According to the survey, only 11% of banking executives expect their financial performance to improve significantly over the next 12 months. Managing reputational risk and meeting regulatory compliance and reporting standards were the two priorities for banks overall, which reflected the continuing need to balance risk management and building growth engine for the future.

"Banks realize that they cannot wait for a return to normalcy to achieve meaningful profitability. The industry must innovate to grow or optimize their business so they can be more efficient while also meeting the needs of regulators”, Dai Bedford, EY Global Banking & Capital Markets Advisory Leader, said.

The report outlines five specific areas that the banks need to improve inside their organizations:

  1. Reshape – The banking industry will coalesce around four primary business models: local boutiques, global boutiques, regional champions and universal super banks.
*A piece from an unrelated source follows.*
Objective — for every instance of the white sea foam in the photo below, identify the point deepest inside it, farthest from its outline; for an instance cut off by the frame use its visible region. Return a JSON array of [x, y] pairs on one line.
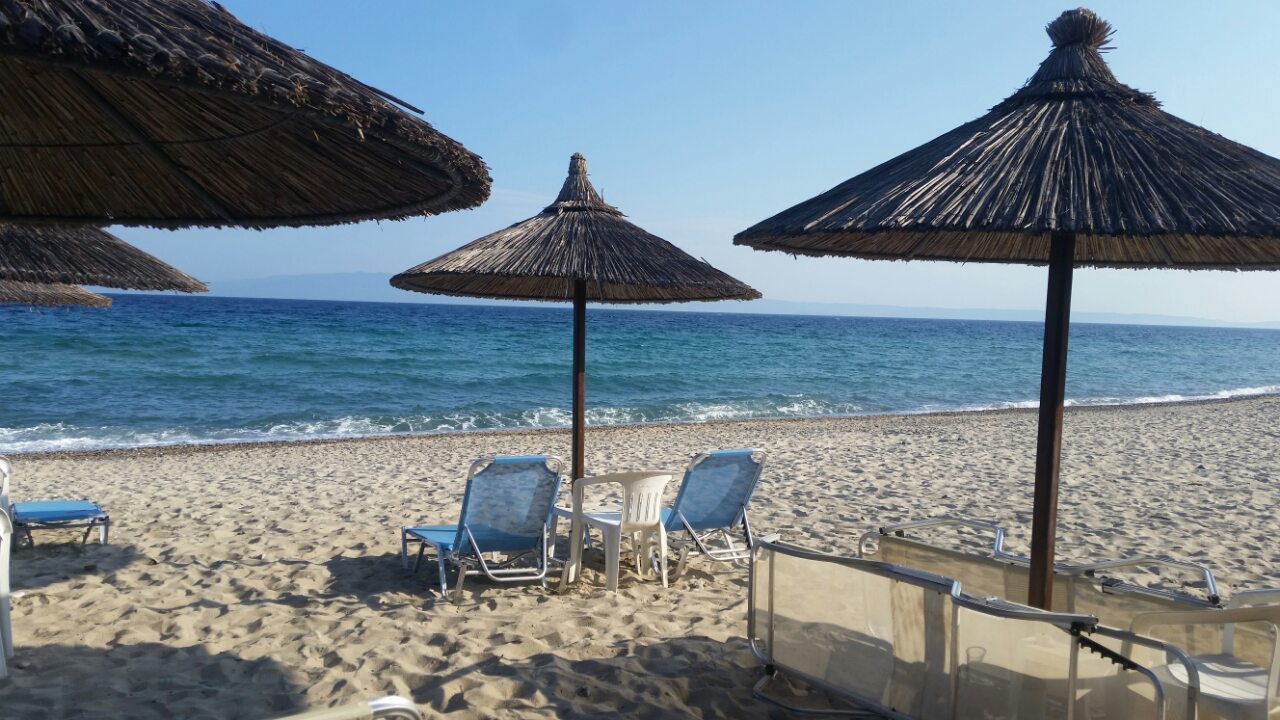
[[48, 437]]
Banks must pick one and then restructure operations accordingly.
     
  2. Control – Banks need to strengthen their three lines of defense risk management approach by improving efficiency, strengthening focus on vendor management and creating simpler supply chains.
     
  3. Protect – Banks need to minimize internal and external threats by putting legacy issues in the past and demonstrating they have systems in place to prevent money laundering and financial crime. They also need to prepare for cyber attacks and future outages.
     
  4. Optimize – The operating cost-to-asset ratio for banks has barely moved in the past five years. Banks need to shift to a forward-looking effort to embrace technology and drive "next-generation efficiency" in expense management to make progress.
     
  5. Grow – Banks need to invest in staff and technology to support innovation to defend market share and work to ensure that they remain competitive as customers become more willing to use financial products offered by non-traditional partners.